Uncovering Relationships: Prescriptions versus Region with Fit Model

At your next golf outing, you discuss these results with your golfing buddy, Arthur. He indicates that there could be a problem with conducting these statistical tests on the data in your summary table. Each row represents the total number of prescriptions written by a given physician. But the number of prescriptions written by a given physician might (you hope!) be influenced by the physician's sales rep. This means that the values of Sum(Prescriptions) in each row may not be independent, as required by the Means Comparisons test that you utilized. Rather, they are potentially correlated: Sum(Prescriptions) within a sales rep are likely to be more similar than Sum(Prescriptions) between sales reps. In fact, your buddy points out that, in technical terms, the variable Physician Name defines a subsample of Salesrep Name.

Arthur tells you that there are two options if you want to be sure that the assumptions behind your statistical approach are more appropriate for these data: Summarize the data over sales reps and then utilize comparison circles as before, or construct a model that accounts for the subsampling. You are intrigued by this second approach and so ask Arthur to show you how to do this.

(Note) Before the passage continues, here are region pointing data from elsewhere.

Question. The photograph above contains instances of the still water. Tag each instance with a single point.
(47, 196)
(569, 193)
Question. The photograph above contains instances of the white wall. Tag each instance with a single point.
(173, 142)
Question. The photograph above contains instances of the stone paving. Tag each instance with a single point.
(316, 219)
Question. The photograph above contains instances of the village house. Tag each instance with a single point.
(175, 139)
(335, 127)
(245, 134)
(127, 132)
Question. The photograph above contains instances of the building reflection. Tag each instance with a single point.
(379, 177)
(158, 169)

Arthur reminds you that because a given sales rep only works in one region, his or her effect on another region cannot be assessed. He points out that because the sales reps are nested within region in this way, only the variability contributed by sales reps can be estimated in a statistical model.

Arthur explains to you that one of the many things Fit Model can do is fit these so-called random effects models. He completes the Fit Model dialog for you as shown in Exhibit 8.18. After some thought, you realize that completing the dialog this way will mean that the individual observations for Physician Name will be treated as the data values for each sales rep. In other words, the role of Physician Name as defining subsamples of Salesrep Name is built into this model.

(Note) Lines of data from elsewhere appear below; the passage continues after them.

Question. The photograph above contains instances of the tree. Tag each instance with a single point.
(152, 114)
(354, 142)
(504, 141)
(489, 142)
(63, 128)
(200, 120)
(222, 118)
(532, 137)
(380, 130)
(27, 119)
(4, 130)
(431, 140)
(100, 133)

Snapshot of the Fit Model Dialog for Model with Subsampling.

Exhibit 8.18 Fit Model Dialog for Model with Subsampling

When you run the model, you obtain the output in Exhibit 8.19. The very small value for Prob > F in the Fixed Effect Tests report indicates that Region Name is significant. The REML Variance Component Estimates report indicates that Salesrep Name contributes only about 1 percent of the variation (with a variance component of about 2.1). It follows that, within a region, most of the variation is due to physician differences. This indicates that the earlier conclusions you drew from your simplified analysis in Fit Y by X are actually not misleading in this case.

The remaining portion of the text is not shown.